The first part of implementing AI video surveillance, adding the analytics engines to the various video streams and enabling them, is relatively straightforward. The second part, configuring them for accurate performance, can be far more complex and time-consuming. Every site is unique, and even very similar sites using the same analytic rules may need to deliver very different results, based upon the specific operational requirements. Even with a self-learning AI system, there may be a need to adjust detection zones and masks, camera angles, perspective settings. It is this second part that has held back adoption.
“There has been much debate about exactly ‘how intelligent’ the technology really is and whether it provides satisfactory ROI. But in 2018, there is now a growing belief that video analytics could finally move beyond what has been achieved through conventional rule based systems,” our comprehensive report highlighted.
“This is due in large part to major advances in semiconductor architecture, which is enabling much faster processing; Empowering deep learning and machine learning algorithms to analyze data many times faster than was previously possible.
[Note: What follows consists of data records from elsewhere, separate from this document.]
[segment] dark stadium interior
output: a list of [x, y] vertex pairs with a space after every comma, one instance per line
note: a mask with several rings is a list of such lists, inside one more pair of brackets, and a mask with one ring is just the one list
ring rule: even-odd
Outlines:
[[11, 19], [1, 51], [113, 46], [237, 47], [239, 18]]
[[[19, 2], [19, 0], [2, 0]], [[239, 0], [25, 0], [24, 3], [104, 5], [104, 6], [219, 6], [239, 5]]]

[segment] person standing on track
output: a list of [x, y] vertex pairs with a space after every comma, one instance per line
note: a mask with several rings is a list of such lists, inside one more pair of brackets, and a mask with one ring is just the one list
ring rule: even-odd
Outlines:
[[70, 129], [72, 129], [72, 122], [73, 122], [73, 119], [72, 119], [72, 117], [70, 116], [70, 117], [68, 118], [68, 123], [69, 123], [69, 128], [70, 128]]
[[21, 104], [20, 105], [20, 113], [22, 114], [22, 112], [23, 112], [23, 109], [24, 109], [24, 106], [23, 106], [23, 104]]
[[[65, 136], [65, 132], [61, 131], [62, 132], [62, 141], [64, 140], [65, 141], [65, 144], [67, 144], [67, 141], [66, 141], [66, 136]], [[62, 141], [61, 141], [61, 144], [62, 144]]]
Venture capitalists are now pouring billions of dollars into financing Artificial Intelligence (AI) chips and analytic software companies,” the report continued.
What is clear is that video surveillance systems currently generate such vast amounts of data that the information can simply not be utilized properly and that there is huge potential to maximize the value of this data through new technology. Recently developed chip architectures combined with AI video analytics software can be put to work on these huge volumes of data to vastly enhance the security, safety, and performance of people, buildings and the business enterprise. While we are still in the early stages of developing the technology, AI should have a central to the future of video surveillance.
“There is still much to be done in perfecting the technology and getting it to market, but these ‘new tools’ have opened up the opportunity to bring AI products to the video analytics market potentially revolutionizing its performance and capability,” our recent report explains. “If it can deliver, it will further drive demand for intelligent video surveillance, not just for new projects but open up a vast latent potential for retrofitting millions of existing camera installations.”